Thursday, January 30, 2020

Langfristige Herausforderungen der EU bei Einwanderung und Flüchtlingen (Teil 1 von 3)

Die Europäische Union steht vor zwei großen Einwanderungsproblemen, sowohl jetzt als auch in absehbarer Zukunft.

Zum einen braucht die EU mehr Menschen. Und das gilt für die meisten, wenn nicht für alle Mitgliedsländer, nicht nur für weniger wohlhabende Länder wie Ungarn und Rumänien, deren Bevölkerung aufgrund der Auswanderung jüngerer einheimischer Menschen schrumpft.

Die andere ist, dass die nahen Nachbarn Europas im Süden fast zwei Jahrzehnte Krieg und Instabilität erlebt haben, ohne dass ein nahes Ende in Sicht ist: der Nahe Osten und Nordafrika, und auch Afghanistan, von wo aus Flüchtlinge über andere Länder in die EU gelangen.

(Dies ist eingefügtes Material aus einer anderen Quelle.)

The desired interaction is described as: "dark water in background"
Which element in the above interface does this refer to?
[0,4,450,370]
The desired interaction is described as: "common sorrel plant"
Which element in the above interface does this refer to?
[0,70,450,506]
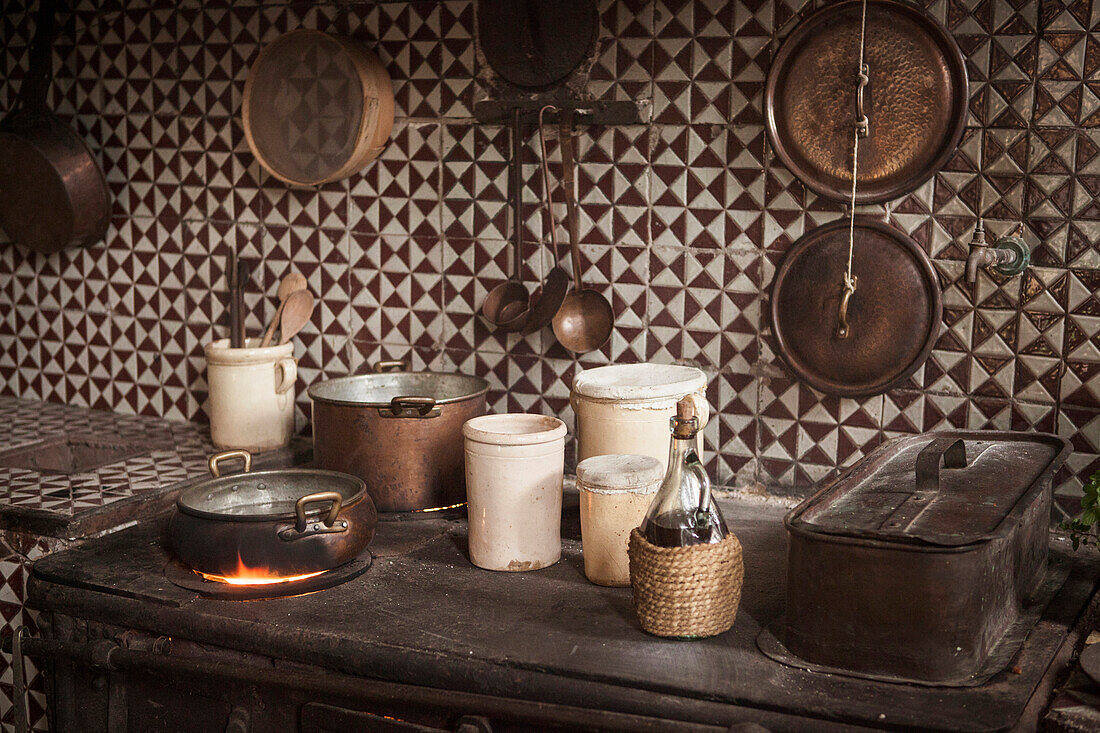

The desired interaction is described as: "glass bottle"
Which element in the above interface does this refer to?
[641,395,729,547]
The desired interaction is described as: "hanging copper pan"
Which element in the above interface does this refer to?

Angesichts der Flüchtlingskrise 2015/6 (oder der akuten Phase einer viel längeren Krise) sind zwei wichtige Maßnahmen erforderlich: die systematische Rekrutierung und Zulassung von Zuwanderern für derzeit unbesetzte Arbeitsplätze, ob der Mangel auf den Mangel an qualifizierten Arbeitskräften zurückzuführen ist oder daran, dass die Arbeitsplätze sind so unangenehm, dass sie nicht genug Arbeitskräfte für sie bekommen können; und, einen Plan für eine gerechte Aufteilung der Flüchtlinge auf alle EU-Länder in einem frühen Stadium, nicht erst, nachdem Asyl gewährt wurde.

Die Einwanderungspolitik kann sehr komplex sein. Aber die EU braucht beide politischen Maßnahmen und hat sie jetzt nicht.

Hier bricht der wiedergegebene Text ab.